The successful conquest of early Russia by the Mongols was a traumatizing experience, I think, for the Russian people. Perhaps this is why the Russians have been somewhat racist in their attitudes towards the Japanese, and to the Chinese also. This was very clear in the months leading up to the war: Tsar Nicholas referred to the Japanese as "lacquered monkeys," for example. But on the other side, the Japanese I think are guilty of a sense of cultural condescension towards the Russians. With that keen sense of hierarchy, which the Japanese have, I think, in their view of international relations-or at least during the Meiji period this was very clear-Russia was at the bottom. The United States enjoyed considerable prestiges, but Britain, France, Germany were perhaps at the top. Russia was at the bottom. And despite the flow of cultural influences between Europe and America and Japan in the late nineteenth century, there were not flows of influence between Russia and Japan. That is, the Japanese did not look to the Russians for assistance in building a modern state. The cultural connective tissue, therefore, between these two nations, has remained remarkably thin. The Orthodox Church made some inroads in the late nineteenth century, and there is a great cathedral in Tokyo today still, on Suruga Heights, the Nikolaido, which stands as a physical reminder of this cultural influence. But more important, I think, was the impact of the modern Russian novel on Japanese literature-Tolstoy, Turgenev, Dostoevski, seem to have concerns that echoed in those of Japanese writers at the same time. Russian literature was widely translated into Japanese and very influential in it. But the major events between the two nations were wars. First the war of 1904-1905, and then the war at the end of the Pacific war, or World War II, those last desperate weeks in 1945. Both wars I think followed without catharsis. Americans fought the Japanese, but experienced the catharsis of the Occupation, which has shaped for the good Japanese attitudes towards Americans, and American attitudes towards Japanese. Russians and Japanese have not had this same opportunity.
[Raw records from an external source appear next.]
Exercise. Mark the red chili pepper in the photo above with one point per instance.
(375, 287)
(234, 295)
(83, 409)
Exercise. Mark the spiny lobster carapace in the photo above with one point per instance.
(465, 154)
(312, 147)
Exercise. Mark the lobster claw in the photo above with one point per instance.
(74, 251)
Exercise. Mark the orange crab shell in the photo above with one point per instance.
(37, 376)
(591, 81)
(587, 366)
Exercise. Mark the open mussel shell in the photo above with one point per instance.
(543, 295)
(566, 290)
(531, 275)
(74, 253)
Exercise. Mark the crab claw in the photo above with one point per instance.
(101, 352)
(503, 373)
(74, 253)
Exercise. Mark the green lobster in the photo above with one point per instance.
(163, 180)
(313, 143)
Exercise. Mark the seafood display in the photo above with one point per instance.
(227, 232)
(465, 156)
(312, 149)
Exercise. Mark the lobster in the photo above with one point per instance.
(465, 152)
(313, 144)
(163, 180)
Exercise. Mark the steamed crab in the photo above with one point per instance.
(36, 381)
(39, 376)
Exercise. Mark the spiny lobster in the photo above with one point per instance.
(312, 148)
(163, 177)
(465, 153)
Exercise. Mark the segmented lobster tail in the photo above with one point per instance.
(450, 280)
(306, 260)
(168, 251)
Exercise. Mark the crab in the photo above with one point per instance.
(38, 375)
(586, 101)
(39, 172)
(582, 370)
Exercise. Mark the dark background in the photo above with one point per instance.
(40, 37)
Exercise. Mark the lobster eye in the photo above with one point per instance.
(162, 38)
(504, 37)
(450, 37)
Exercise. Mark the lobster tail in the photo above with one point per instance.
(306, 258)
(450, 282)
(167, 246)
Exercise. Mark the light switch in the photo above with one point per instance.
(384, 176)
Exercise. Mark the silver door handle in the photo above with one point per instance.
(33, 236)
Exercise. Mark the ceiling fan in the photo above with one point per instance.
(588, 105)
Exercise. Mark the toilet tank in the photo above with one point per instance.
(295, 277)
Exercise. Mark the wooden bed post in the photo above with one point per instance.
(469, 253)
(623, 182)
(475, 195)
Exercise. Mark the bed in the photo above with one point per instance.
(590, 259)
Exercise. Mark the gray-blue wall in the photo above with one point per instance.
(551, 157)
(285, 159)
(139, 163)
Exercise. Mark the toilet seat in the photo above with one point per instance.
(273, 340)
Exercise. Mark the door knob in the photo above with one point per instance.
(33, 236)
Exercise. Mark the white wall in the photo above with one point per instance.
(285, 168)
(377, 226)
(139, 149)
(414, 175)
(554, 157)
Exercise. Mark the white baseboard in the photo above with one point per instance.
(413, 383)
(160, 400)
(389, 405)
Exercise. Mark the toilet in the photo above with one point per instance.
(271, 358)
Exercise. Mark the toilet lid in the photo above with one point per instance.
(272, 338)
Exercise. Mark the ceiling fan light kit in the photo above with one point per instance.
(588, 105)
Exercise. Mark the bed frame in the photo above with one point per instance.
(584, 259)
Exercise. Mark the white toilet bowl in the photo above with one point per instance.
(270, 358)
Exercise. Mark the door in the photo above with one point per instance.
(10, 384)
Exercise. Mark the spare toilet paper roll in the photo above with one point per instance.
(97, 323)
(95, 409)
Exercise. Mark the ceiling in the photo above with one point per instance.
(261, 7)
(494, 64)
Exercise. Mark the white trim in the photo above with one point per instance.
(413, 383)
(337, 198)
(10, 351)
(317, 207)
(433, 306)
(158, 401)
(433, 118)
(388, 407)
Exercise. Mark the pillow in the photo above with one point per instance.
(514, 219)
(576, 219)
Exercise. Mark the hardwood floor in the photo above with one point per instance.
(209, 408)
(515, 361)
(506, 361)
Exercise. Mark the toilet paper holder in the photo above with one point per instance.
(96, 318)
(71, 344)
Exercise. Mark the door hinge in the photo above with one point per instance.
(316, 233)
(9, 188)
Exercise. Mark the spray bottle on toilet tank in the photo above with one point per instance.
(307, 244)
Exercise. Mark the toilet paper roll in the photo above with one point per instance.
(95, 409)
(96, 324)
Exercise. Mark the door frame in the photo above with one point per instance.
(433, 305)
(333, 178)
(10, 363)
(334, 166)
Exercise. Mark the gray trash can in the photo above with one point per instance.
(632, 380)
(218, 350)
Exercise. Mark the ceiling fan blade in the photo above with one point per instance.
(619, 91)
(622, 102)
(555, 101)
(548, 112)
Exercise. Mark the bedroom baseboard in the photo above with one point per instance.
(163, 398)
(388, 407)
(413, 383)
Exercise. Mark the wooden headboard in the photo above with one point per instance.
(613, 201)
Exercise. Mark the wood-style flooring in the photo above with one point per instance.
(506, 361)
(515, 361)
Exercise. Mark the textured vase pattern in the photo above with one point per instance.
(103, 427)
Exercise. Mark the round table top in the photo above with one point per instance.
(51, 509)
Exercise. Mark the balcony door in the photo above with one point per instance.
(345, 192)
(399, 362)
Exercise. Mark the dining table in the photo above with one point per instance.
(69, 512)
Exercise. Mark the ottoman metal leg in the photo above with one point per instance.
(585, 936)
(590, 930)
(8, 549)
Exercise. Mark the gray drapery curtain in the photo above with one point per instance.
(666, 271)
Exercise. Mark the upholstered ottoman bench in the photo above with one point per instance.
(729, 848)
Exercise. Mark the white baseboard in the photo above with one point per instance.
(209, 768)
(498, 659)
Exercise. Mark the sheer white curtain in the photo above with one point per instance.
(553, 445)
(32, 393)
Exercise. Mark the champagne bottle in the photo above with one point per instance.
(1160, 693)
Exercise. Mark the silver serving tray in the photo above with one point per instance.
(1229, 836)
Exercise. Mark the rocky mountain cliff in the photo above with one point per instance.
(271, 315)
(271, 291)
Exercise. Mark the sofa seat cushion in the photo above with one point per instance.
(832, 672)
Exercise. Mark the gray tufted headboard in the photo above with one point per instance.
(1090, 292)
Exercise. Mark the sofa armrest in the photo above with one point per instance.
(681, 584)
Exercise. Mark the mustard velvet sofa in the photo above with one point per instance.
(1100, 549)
And so, today, as these two nations face certain problems, the most specific one being of course the unresolved territorial issue-the Northern territories or Southern territories, whatever you want to call them-one has to ask the question, do the Russians and the Japanese really want reconciliation? And second, is there a role for the United States in helping them to achieve this reconciliation? Is it possible for Americans once again to serve as intermediaries as they did back in 1905?